By Simon Thomas, international consultant and board member of Megapipes Solutions Limited
20 August 2021 – Across the globe, the increase in devastating storms and floods is a stark reminder that climate change is making extreme weather more commonplace. Can a country like Kenya learn from these global floods?
The last few weeks have seen Europe and parts of Asia experiencing floods that have claimed the lives of almost 250 people in Europe, more than 200 in India and about 300 in China. In addition to this terrible loss of life is the catastrophic cost of the damage caused by floodwaters, which will run into billions of dollars.

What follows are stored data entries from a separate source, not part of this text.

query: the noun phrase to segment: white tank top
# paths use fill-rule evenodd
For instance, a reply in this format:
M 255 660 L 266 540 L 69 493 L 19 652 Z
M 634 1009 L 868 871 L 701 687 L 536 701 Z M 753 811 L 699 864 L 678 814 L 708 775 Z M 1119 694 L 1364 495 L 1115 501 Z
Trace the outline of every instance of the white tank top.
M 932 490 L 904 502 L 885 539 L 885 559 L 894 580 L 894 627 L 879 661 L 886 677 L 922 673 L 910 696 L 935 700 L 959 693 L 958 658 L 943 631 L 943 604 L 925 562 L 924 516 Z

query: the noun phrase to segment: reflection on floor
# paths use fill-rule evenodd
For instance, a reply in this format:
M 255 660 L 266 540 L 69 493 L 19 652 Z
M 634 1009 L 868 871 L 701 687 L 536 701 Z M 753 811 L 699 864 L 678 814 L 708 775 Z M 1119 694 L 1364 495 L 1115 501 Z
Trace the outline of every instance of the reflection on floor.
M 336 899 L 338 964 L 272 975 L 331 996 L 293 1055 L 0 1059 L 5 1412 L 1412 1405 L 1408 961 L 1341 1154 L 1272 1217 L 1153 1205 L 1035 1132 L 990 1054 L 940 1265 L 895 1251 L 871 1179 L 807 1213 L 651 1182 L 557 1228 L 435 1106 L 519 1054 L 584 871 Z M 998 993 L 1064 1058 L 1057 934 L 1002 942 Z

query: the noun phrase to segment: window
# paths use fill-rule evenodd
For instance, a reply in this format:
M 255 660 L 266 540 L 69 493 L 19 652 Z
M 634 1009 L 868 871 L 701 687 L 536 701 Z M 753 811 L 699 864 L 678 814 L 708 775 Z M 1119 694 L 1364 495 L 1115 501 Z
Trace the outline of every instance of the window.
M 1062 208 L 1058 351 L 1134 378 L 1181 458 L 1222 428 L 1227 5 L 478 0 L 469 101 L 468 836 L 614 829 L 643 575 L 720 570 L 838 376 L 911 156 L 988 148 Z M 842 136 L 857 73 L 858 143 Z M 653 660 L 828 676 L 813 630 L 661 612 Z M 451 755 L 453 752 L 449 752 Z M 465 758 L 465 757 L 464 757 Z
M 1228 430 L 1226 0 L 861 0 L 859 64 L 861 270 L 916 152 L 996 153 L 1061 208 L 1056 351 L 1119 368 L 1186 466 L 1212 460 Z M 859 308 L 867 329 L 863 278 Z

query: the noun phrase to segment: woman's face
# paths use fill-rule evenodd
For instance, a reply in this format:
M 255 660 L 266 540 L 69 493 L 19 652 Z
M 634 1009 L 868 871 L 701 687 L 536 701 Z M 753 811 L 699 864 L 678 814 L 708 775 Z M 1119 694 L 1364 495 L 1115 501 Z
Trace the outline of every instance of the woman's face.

Across the globe, the increase in devastating storms sends a stark reminder that climate change is making extreme weather more commonplace. Experts have said that climate change is likely to increase the number of large, slow-moving storms that can linger longer in one area and deliver deluges of the kind seen in Germany and Belgium. This is according to a study published on June 30 in the journal Geophysical Research Letters.
These weather events have given governments around the world a wakeup call. They have demonstrated the vulnerability of the infrastructure systems that have been built and the urgent need to review and redesign them to include climate change.
Of course, this will mean further investment in the rebuilding and strengthening of infrastructure – reinforcing dykes, climate-proofing houses, roads, and urban infrastructure, which will cost billions.
This news is discouraging, for if much of Europe and Asia – with strong urban infrastructure – struggle to deal with the rising threat of flash floods, how will Kenya handle a similar situation?
While it is difficult to accurately predict extreme weather events and the amount of rainfall, Kenya does have the engineering capability to design and build water management systems that can help to prevent damage and even save lives.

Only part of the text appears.